Eventually we arrived in Lalibella, very, late so all we could do was go to the hotel and have our dinner. The hotel was fairly primitive though not as bad as some we'd been to,
No sooner had dinner finished than there was a power cut. All the lights in Lalibella went off. This actually was marvellous, since we were able to sit outside and see the stars in the skies as we'd never seen them before. It was miles away from any air pollution and there wasn't a single light, apart from a few candles, to distract us. We saw the cloudless skies overhead as our ancestors must once have done. The stars looked as if they were so close you could reach out and touch them. We were able to see, for the first time, the Milky Way. It was a wonderful experience -- which contrasted with the terrible experience earlier on.
The next day we had to take a new guide to show us the various churches, the previous one had been rapidly removed before the locals could exact revenge on him! When I previously had learned that these churches were cut out of the rock I had assumed that they would be rather like Petra, where they would be cut back into the rock, with facades which were cut out of the living rock as well. In fact, what had happened was that the complete church had been cut out; but remained was in essence a normal church seemingly built out of stone -- except it was carved out of the living rock itself -- sitting in a quarry.

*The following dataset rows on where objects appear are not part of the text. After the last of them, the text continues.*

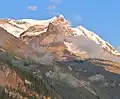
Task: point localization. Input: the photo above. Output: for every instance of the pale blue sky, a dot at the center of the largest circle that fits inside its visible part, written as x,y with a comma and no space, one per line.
100,16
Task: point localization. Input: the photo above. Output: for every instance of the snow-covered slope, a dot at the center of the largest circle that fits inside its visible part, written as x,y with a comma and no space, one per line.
28,28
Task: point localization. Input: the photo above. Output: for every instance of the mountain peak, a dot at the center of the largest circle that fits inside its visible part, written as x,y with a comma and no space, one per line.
28,28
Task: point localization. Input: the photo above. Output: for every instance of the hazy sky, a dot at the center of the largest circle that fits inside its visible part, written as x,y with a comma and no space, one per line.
100,16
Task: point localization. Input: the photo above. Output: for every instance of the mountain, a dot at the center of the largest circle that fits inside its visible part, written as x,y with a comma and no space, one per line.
48,59
29,30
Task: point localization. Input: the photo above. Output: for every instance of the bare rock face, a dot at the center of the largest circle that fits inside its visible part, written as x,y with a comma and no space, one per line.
50,60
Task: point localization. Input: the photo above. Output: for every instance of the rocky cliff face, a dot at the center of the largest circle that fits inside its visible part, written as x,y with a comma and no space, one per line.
57,31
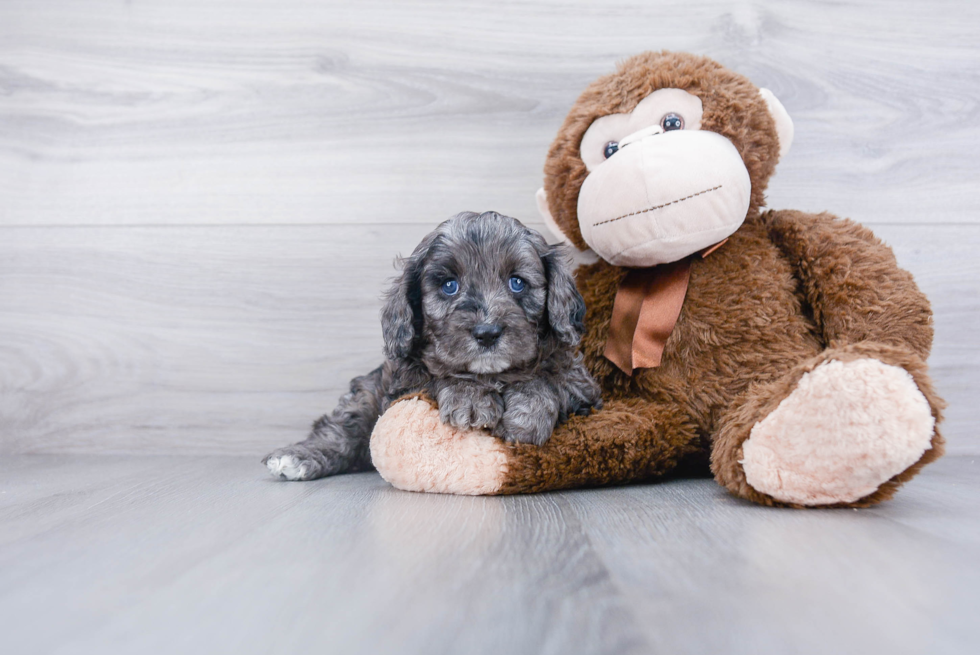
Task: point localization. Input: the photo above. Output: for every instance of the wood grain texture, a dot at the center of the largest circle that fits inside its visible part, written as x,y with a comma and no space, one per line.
210,555
333,112
201,200
233,339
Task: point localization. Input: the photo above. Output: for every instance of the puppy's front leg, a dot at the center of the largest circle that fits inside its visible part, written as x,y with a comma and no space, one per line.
531,411
465,404
339,441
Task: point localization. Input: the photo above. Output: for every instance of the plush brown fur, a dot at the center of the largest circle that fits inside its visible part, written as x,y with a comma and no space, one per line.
787,292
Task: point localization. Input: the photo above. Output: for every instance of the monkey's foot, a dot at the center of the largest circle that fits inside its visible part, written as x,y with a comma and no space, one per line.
847,428
415,451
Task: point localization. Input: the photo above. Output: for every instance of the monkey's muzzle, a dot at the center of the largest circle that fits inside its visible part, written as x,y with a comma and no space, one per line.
664,196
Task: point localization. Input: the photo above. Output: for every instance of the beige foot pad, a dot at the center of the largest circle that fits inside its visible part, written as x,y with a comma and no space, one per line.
415,451
846,429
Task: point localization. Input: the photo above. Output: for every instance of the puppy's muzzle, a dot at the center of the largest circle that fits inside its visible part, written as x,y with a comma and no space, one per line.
486,334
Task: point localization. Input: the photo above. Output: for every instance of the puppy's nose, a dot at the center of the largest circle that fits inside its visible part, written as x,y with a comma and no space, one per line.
486,335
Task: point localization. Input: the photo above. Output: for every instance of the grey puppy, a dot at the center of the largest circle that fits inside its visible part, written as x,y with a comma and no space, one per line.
484,318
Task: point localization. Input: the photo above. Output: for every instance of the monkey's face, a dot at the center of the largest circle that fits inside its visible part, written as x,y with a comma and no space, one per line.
664,179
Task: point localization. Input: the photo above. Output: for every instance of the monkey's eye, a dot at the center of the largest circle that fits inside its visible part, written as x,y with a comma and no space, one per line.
672,122
450,287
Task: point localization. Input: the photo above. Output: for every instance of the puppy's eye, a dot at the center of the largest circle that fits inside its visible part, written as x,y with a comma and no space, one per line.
450,287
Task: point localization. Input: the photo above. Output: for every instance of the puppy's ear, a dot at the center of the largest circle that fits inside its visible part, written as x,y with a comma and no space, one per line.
401,316
566,309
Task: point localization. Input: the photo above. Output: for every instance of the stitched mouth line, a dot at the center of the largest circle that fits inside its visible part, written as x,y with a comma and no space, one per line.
650,209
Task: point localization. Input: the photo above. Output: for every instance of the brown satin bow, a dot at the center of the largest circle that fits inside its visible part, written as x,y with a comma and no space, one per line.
646,308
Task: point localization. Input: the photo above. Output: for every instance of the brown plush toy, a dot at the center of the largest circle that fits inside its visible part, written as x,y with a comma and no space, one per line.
785,349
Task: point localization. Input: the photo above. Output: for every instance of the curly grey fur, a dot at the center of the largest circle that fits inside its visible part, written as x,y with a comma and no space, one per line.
519,387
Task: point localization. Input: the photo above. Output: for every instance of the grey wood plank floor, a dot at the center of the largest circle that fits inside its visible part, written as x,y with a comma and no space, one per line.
132,554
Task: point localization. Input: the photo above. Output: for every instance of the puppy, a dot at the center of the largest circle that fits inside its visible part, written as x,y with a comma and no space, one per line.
484,319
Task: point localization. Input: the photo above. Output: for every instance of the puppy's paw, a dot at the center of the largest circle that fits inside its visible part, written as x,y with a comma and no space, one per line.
530,415
467,406
293,463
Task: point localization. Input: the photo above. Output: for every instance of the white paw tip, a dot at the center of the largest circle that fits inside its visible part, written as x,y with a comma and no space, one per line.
286,467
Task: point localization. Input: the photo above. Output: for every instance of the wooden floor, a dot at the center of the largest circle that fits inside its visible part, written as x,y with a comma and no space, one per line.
200,202
131,554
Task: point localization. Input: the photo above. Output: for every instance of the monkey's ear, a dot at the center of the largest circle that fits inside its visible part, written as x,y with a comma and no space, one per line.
566,308
784,124
401,316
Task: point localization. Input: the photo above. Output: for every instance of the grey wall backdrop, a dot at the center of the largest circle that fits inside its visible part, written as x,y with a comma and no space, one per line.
200,201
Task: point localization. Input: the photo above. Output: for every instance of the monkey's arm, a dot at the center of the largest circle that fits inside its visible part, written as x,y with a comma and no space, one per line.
851,281
629,440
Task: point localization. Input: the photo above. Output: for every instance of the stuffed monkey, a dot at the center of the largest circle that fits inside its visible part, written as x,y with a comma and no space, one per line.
785,350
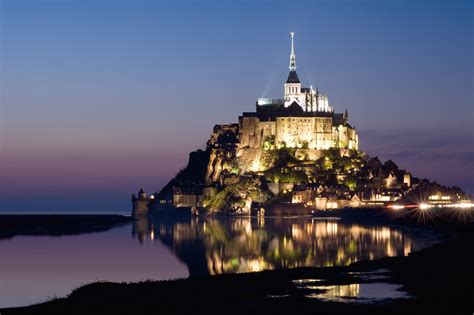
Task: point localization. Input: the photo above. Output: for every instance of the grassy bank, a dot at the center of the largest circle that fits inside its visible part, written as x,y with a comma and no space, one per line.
440,279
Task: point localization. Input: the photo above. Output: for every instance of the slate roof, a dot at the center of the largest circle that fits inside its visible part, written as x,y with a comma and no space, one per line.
292,77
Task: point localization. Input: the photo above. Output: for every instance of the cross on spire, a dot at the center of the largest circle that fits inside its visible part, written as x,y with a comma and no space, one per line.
292,54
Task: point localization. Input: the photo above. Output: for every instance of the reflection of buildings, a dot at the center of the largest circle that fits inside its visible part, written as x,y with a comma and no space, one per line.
235,245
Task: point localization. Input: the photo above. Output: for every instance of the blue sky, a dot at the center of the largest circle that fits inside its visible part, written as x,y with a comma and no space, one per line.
101,97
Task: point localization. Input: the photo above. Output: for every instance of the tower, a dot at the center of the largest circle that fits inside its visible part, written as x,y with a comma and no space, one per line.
293,85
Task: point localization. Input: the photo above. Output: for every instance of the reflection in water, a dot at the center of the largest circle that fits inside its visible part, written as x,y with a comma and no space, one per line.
244,244
358,292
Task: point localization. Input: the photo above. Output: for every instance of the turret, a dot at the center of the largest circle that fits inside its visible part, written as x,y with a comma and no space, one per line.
293,84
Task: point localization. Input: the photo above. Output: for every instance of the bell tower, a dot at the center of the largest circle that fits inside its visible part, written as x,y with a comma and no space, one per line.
293,84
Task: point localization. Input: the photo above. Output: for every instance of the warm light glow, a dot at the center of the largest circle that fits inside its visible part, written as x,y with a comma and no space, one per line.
397,207
424,206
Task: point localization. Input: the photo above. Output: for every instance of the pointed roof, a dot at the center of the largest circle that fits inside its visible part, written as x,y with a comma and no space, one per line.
293,77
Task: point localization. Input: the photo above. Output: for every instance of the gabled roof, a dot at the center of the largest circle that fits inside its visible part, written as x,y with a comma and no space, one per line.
293,77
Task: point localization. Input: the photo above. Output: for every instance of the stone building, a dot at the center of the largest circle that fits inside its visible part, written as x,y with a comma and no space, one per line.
303,119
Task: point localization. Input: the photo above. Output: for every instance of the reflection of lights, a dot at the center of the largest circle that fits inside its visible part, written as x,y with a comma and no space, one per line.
424,206
463,205
396,207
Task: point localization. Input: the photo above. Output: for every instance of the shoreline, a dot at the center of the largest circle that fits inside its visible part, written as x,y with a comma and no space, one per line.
439,277
12,225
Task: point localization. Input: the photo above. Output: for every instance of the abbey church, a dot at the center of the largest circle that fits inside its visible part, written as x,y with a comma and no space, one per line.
302,119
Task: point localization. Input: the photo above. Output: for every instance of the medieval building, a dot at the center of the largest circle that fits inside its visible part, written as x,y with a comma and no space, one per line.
303,118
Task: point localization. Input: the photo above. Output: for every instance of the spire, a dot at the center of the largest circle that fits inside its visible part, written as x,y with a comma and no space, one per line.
292,54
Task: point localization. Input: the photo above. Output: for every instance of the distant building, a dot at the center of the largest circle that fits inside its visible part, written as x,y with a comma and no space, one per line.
187,196
303,118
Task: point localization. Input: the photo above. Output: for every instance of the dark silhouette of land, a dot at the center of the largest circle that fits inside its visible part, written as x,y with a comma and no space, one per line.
57,224
439,278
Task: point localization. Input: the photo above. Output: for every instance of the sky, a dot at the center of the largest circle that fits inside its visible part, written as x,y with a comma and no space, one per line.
99,98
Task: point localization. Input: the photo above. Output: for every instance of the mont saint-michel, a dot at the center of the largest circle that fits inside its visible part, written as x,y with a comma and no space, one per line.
292,155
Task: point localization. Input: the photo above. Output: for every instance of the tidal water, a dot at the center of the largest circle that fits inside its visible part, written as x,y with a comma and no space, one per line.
36,268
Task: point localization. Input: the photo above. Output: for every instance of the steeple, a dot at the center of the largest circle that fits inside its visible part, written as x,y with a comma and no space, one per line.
292,76
292,54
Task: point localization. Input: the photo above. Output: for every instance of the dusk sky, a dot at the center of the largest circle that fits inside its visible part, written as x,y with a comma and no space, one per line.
99,98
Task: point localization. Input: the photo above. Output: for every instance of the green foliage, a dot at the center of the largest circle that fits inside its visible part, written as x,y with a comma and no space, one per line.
285,175
351,183
234,197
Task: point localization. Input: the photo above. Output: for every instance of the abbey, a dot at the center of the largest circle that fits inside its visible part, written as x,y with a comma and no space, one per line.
302,119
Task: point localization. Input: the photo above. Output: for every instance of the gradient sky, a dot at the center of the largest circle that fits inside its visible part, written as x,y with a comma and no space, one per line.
99,98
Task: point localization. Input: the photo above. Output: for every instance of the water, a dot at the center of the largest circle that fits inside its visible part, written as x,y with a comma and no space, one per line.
35,268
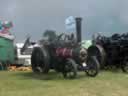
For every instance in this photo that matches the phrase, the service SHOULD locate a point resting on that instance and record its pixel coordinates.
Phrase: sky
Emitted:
(33, 17)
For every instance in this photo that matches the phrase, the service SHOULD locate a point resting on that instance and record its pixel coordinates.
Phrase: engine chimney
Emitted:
(78, 28)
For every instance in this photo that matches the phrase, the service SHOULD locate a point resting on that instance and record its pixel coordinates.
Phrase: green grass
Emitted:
(28, 84)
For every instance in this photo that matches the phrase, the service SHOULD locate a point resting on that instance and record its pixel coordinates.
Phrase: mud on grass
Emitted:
(107, 83)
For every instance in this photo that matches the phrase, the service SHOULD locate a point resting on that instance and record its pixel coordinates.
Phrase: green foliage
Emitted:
(52, 84)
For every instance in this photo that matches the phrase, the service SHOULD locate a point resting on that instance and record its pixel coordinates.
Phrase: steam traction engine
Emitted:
(64, 55)
(111, 51)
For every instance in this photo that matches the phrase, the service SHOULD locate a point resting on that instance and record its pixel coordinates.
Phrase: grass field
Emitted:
(28, 84)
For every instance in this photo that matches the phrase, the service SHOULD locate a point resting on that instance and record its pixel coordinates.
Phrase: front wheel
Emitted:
(70, 69)
(93, 66)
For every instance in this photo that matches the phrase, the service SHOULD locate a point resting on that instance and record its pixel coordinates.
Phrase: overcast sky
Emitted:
(34, 16)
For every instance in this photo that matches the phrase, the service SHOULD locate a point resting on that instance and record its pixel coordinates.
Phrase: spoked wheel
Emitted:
(40, 60)
(93, 66)
(70, 70)
(124, 67)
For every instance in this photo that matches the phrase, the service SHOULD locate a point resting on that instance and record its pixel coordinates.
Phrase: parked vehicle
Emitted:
(64, 54)
(111, 51)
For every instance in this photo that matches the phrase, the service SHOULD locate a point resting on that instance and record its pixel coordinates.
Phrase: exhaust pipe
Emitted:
(78, 28)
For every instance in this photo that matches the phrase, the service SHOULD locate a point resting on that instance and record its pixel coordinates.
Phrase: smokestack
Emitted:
(78, 28)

There were many different churches that we went around. Inside, since these were very old churches -- perhaps 1,000 years or more, they had wonderful artefacts and bibles. The most famous church of all, which is on all the Ethiopian postcards, was one cut in the shape of across. As you stood on the ground above it you could barely see what it was until you got to the edge of the hole that had been cut to contain it when you suddenly realised you were faced with a massive church cut out of the living rock.
As interesting as the churches themselves were, all the connecting passengers and chambers which had been cut through the rock to connect them were just as fascinating. Thus, for example, one minute you found yourself going down steps into the churches themselves and then the next climbing up the other side, and going over a wooden bridge with a drop of 100 feet or more below you.
In one case a staircase went up inside a pinnacle and then down again the other side on the outside, which we had to negotiate just inches away from 100 foot drop. If you like stories in which there are secret passages, you will love the secret passages which riddle the rocks of Lalibella.